インタビューを読む前にまず「Weave Toshi(ウィーブトシ)」のサイトを見ていただきたい。
「Weave Toshi」は「CA4LA」などのお店を展開している帽子屋さん。そのコレクションの特設サイトが毎シーズン話題を集めている。
その独特の世界観とインターフェイスが記憶に残り、毎シーズン楽しみにするようになっていた。

様々な表現手法が可能となったウェブメディアにおいて、ユーザーとの接点をどう演出するかという点が非常に大切ではあるが、このサイトを見るとなんともいえない感覚に陥る。不思議な世界に、不思議な流れで飲み込まれて行く。

今回はこのサイトの制作をおこなったqubibiの勅使河原さんにメールでインタビューをお願いした。彼が語る「自身の中にあるつかみどころの無い何か」というのは、僕がサイトで感じたあの感覚のような気がした。

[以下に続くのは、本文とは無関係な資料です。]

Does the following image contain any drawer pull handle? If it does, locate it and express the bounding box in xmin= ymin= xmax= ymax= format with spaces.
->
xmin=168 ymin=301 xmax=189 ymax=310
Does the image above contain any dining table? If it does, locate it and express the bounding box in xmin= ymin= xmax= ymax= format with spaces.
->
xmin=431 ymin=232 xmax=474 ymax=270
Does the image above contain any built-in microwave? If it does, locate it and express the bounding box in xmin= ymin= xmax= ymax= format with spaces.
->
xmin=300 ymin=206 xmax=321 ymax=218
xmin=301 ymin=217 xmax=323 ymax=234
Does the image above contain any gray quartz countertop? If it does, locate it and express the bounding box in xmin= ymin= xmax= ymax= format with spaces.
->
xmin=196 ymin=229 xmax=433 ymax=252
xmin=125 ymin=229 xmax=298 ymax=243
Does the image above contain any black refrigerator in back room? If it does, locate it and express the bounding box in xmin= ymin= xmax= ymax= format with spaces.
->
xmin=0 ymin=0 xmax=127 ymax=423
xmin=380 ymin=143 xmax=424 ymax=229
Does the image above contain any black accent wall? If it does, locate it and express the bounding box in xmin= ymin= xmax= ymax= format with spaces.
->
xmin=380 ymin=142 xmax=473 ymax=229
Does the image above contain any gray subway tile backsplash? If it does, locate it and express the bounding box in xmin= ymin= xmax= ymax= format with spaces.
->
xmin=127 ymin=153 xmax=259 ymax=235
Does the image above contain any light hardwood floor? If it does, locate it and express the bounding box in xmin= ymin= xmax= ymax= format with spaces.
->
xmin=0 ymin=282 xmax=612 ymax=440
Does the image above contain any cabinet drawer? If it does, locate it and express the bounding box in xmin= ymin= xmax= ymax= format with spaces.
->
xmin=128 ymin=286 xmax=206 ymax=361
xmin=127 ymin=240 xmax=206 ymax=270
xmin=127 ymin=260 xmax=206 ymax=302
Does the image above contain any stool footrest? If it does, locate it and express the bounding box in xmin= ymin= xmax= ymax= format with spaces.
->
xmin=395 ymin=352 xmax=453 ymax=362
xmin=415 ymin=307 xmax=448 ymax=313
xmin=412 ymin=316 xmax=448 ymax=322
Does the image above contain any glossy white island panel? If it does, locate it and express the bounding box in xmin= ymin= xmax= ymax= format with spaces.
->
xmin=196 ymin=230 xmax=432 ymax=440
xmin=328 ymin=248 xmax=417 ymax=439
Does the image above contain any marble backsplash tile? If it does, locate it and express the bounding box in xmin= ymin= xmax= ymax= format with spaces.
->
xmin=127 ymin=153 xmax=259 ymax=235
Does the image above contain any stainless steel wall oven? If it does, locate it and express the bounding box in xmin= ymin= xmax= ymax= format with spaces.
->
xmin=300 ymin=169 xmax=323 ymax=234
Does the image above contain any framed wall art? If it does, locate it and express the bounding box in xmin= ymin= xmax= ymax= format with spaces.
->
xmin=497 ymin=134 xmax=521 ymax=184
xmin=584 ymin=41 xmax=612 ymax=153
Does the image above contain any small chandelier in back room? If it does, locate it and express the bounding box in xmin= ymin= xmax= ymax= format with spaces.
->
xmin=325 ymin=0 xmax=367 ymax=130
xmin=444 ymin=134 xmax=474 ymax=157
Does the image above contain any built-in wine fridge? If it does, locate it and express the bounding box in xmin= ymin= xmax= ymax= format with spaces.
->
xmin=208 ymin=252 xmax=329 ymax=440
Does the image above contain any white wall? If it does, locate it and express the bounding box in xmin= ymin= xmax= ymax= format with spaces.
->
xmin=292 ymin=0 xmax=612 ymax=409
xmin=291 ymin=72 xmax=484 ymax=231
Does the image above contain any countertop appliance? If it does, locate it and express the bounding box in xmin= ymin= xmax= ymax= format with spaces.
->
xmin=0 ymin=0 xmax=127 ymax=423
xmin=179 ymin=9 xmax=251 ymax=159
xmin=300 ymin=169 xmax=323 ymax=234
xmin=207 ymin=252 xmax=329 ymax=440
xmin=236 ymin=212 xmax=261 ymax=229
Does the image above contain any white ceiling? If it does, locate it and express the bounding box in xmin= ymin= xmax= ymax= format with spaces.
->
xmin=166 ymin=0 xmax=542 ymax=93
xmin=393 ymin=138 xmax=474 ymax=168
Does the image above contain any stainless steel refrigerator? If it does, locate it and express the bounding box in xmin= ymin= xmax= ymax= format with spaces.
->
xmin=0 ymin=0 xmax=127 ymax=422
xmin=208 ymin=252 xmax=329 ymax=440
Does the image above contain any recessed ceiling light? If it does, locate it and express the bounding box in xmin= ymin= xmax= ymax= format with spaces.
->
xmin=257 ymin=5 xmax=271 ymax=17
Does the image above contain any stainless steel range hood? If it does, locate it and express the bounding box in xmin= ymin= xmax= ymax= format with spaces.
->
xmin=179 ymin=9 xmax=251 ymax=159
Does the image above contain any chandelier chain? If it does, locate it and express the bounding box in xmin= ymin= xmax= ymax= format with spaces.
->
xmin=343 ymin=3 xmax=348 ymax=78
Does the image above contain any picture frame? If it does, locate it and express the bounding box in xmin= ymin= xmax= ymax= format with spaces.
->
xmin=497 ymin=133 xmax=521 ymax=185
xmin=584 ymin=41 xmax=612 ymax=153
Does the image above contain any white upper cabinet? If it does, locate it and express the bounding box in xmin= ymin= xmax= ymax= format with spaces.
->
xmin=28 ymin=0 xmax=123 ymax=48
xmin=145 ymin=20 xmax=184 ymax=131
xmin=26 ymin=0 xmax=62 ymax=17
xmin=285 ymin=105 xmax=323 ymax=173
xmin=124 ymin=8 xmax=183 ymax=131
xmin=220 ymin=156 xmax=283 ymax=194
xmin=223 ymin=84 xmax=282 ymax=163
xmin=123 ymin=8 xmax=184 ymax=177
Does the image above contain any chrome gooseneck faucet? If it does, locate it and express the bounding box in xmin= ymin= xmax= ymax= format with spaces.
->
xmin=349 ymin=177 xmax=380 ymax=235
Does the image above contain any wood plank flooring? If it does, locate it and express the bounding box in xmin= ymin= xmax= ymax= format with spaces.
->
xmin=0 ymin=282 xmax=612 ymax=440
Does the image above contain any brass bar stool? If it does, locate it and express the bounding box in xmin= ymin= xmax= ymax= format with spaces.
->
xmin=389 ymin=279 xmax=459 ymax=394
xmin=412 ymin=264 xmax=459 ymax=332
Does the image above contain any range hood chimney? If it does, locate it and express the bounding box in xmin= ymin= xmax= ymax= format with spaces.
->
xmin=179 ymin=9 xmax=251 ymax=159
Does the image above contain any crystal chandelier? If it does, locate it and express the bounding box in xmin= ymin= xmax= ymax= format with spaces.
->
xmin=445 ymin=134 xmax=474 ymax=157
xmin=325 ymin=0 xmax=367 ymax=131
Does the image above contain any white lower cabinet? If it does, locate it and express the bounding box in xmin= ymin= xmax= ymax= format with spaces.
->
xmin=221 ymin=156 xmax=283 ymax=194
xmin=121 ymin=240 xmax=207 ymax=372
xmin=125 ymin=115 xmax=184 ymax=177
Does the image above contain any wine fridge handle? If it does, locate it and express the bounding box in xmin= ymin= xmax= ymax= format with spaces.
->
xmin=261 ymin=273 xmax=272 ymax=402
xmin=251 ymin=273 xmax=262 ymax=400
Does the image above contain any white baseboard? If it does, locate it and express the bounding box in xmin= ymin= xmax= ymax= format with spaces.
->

CBCNETのトップも今回特別に制作していただいた作品となっています。

Interview by Yosuke Kurita

CBCNET: まず簡単なバックグラウンドと現在のお仕事をはじめたきっかけなどを教えてください。


qubibi: 10代の頃に4年程、東京の日本橋で反物を巻く仕事をしておりまして、そこでの経験がおそらく今僕自身が表面的に持つ多くの要素を作っているのだと思います。常に混沌とした空気がある場所で、少しだけ、少しだけ風変わりな大人達と日々話し、10代の僕にとっては十分過ぎる程の様々な文化を知り、稼いだお金で大量の音楽を得て、機材を集めて自宅録音に夢中になったり、そしてMacに触りはじめたのもこの頃、17才の時です。その後、徐々にその職場にいた素敵な大人達が消えていき、僕自身は違う職業を求め植物や顕微鏡写真等を扱うフォトライブラリーに暫く勤めた後、21才の時にホームページ製作のアルバイトとして働き始めたのをきっかけに今に至ります。

CBCNET: 主な活動内容や制作された作品などをいくつか教えてください。


qubibi: 現在はフリーランスのデザイナーとしてウェブを中心にした仕事をさせていただいております。以前はウェブ制作会社に勤めていました。今までに手掛けたものとしては、ウィーブトシサイト、先月公開したコレクション「DAYDREAM」やまたそれ以前のコレクションコンテンツ。六本木ヒルズアリーナのイベント紹介ページや、かなり昔に遡れば(2000年前後)ラフォーレ原宿のサイト制作などもしていました。ウィーブトシの作品は同サイト(※1)にて公開されています。六本木ヒルズアリーナの作品については、公式サイト自体は現在閉じており、一部を僕のサイト(※2)に紹介し
ています。

※1 http://www.weavetoshi.co.jp/
※2 http://www.qubibi.net/


CBCNET: WeaveToshiのサイトを見ていると、ウェブデザインをバックグラウンドにしている方ではないと勝手に感じました。実際はどうなんでしょうか?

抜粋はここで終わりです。